Over 38,000 at Tottenham Hotspur stadium. Over 23,000 at Anfield. Great atmospheres and great performances to match them. The FA WSL is setting an example of leadership that is very much needed across women’s football worldwide. I believe most leagues, at this stage, should look at what is happening in England, and try to imitate some of the things they are doing. It’s worth taking a punt. The future might be closer that we’d think.

#ConvenioFemeninoYa: Bottom up leadership

In Spain, women’s football is heading into a completely different direction. Or is it?

Leadership does not need to come from the top to impact every layer of an organisation, and what we have in Spain is a situation that has reached a boiling point: after months of negotiations between the players association, the clubs, the federation, and the broadcasting corporations, no agreement was reached to settle the players’ demands for the introduction of basic workers’ rights. Players had no choice but to go on strike, despite the efforts made by all parties the weekend before to bridge the chasm between them.

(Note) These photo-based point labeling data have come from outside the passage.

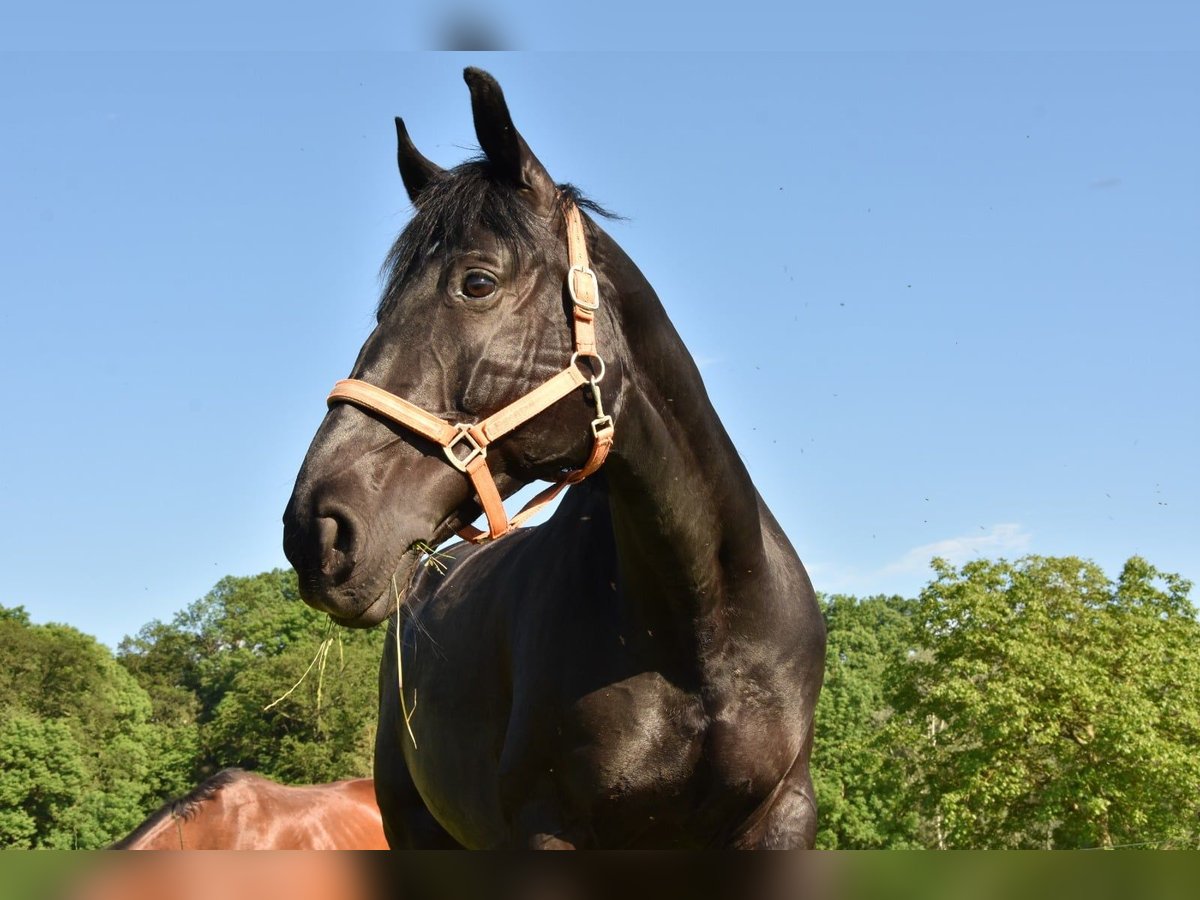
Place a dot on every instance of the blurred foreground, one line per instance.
(438, 876)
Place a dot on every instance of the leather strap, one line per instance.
(585, 291)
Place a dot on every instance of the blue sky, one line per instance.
(945, 301)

Why are players striking? Some very simplistic (social) media readings have focused on the fact that players are requesting a minimum wage of 16,000 euros (although they are willing to take 12,000 as a starting salary). However, the key demands are beyond the minimum wage; it is a matter of obtaining a collective bargaining agreement that will ensure that all players have access to a minimum of rights as professional employees. Rights such as regulated contact hours at clubs, full-time employment, full pay when injured (and the security of not being fired due to long term injury), paid annual leave, as well as work-life balance adjustments and a sound maternity leave policy are the thorny side of the argument. These rights, the clubs argue, do cost money that goes beyond just paying minimum wage.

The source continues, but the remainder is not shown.